A marquesa Sophia Sophiette Sophys III foi enviada para Fallen com o objetivo de capturar um dos maiores traficantes de shellin, um tipo de droga, e itens roubados da região. Mesmo tendo apenas dezessete anos, a garota era um dos guerreiros mais respeitados em Andeavor, chamada por alguns de “Santa da Espada”.

Levou dez minutos da casa do nobre até a entrada da favela. O beco escuro estava deserto naquela hora da noite e o único barulho escutado era o de ratos correndo pela água suja empoçada.

— Avancem com cuidado!

A jovem ordenou aos soldados. A capital enviou quinze homens para ajudar na operação, mas, provavelmente, seria como das últimas vezes: Sophia faria todo o trabalho.

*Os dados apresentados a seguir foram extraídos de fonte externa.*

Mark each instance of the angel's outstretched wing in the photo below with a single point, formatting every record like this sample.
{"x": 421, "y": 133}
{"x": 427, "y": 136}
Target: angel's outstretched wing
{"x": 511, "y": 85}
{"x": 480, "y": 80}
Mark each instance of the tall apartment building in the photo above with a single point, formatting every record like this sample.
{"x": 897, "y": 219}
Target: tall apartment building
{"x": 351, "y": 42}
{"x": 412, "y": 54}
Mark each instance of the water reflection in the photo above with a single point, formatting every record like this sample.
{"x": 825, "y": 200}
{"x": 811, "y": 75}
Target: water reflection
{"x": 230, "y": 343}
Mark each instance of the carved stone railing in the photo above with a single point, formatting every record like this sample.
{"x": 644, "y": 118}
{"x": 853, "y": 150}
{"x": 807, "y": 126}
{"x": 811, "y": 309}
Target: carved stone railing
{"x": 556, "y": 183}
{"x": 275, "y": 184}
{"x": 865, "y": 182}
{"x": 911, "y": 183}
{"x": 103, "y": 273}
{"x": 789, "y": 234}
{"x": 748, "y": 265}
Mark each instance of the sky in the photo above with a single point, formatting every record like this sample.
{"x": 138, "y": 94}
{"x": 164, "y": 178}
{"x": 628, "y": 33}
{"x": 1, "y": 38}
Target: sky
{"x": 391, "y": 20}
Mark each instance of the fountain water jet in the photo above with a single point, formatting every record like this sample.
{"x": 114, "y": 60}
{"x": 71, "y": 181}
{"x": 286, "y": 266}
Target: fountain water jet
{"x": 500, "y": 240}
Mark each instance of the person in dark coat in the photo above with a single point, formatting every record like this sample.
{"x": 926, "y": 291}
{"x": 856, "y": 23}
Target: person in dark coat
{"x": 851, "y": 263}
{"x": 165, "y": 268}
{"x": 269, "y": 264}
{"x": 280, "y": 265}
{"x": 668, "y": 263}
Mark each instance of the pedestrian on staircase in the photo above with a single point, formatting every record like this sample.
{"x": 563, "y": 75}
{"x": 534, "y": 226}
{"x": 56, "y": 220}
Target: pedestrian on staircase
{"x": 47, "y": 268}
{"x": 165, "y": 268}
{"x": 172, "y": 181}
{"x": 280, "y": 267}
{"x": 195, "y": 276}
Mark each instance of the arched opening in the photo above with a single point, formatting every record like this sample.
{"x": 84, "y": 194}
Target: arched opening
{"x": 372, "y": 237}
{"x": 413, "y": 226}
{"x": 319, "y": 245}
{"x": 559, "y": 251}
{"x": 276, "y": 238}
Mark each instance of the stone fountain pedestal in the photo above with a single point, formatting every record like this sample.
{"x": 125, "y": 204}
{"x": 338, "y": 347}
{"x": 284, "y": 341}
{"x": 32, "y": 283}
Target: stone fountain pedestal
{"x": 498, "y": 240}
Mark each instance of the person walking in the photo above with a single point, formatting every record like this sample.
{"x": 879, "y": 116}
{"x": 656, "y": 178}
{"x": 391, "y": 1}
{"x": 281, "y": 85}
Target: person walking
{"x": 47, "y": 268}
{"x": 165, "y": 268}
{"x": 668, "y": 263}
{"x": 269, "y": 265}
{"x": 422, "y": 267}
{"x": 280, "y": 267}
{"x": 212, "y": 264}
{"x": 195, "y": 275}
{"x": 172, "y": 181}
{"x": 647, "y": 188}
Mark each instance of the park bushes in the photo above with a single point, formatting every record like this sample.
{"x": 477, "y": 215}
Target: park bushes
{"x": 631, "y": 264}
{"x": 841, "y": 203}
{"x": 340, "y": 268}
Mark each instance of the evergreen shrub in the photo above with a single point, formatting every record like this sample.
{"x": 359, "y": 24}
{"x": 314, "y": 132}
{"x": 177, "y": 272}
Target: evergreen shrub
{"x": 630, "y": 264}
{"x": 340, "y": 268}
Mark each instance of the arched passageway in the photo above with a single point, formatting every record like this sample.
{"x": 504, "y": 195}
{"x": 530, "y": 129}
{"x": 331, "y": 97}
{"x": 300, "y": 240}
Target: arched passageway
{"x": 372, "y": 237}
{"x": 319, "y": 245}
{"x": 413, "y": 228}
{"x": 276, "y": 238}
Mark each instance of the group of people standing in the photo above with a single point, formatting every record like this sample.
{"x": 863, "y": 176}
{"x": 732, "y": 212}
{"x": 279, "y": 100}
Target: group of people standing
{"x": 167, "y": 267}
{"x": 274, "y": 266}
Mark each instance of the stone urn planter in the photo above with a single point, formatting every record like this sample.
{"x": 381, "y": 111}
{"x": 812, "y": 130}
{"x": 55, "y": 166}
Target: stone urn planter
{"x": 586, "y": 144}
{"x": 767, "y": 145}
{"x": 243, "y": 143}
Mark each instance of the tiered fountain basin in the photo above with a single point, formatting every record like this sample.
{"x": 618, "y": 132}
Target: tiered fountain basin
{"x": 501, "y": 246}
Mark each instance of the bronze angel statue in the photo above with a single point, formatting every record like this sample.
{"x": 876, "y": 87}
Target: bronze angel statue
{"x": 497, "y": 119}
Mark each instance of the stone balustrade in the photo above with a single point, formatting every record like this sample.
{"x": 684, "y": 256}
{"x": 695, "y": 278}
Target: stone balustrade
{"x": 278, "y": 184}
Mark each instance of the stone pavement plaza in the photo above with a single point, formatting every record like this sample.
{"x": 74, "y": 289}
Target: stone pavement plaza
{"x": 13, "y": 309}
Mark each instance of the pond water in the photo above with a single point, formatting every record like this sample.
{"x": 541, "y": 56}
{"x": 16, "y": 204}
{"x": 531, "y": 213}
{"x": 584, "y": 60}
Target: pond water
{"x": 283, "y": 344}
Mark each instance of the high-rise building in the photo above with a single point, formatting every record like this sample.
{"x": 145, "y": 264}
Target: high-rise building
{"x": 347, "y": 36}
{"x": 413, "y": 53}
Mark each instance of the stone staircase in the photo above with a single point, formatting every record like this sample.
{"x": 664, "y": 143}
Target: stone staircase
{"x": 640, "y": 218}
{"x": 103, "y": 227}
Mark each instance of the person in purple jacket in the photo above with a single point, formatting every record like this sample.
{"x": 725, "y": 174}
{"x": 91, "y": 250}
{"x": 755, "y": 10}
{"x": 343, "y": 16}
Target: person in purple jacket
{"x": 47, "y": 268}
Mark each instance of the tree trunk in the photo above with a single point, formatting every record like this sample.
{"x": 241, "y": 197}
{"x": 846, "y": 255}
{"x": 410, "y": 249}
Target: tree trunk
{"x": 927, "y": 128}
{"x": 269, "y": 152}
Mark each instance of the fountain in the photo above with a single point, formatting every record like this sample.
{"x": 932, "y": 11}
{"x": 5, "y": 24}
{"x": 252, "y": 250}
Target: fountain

Os homens foram se dispersando pelas trevas do beco. Alguns subiram em casas que poderiam desmoronar a qualquer momento enquanto outros foram pelas poças fedorentas de esgoto.

— Ei, ei, ei. Onde pensa que vai, jovenzinha? — gritou um homem careca e de nariz avantajado, saindo do bréu. — Hã!? Ei vadia, eu te fiz uma pergunta!

— Onde fica o esconderijo da “Ruthy”?

— Tá abusada demais, não?! Ninguém pode falar o nome da chefa assim. Vamos, responda minha pergunta! — O delinquente, que mais parecia um abutre de voz rouca, puxou uma faca enferrujada da cintura e ameaçou: — Desembucha logo ou te mato!

— Que violento. Se quer tanto saber — gesticulou para que nenhum guarda escondido nas trevas se aproximasse —, eu vim capturar alguns traficantes.

Antes que pudesse golpear o rosto da jovem com a faca velha, o abutre recebeu um chute em seu nariz avantajado e foi ao chão. Era incrível a maneira como Sophia conseguia se mover tão rápido com aquela armadura pesada.

— Agora eu que faço as perguntas...

— E-eu non von falar nada... Hã! Pare, pare!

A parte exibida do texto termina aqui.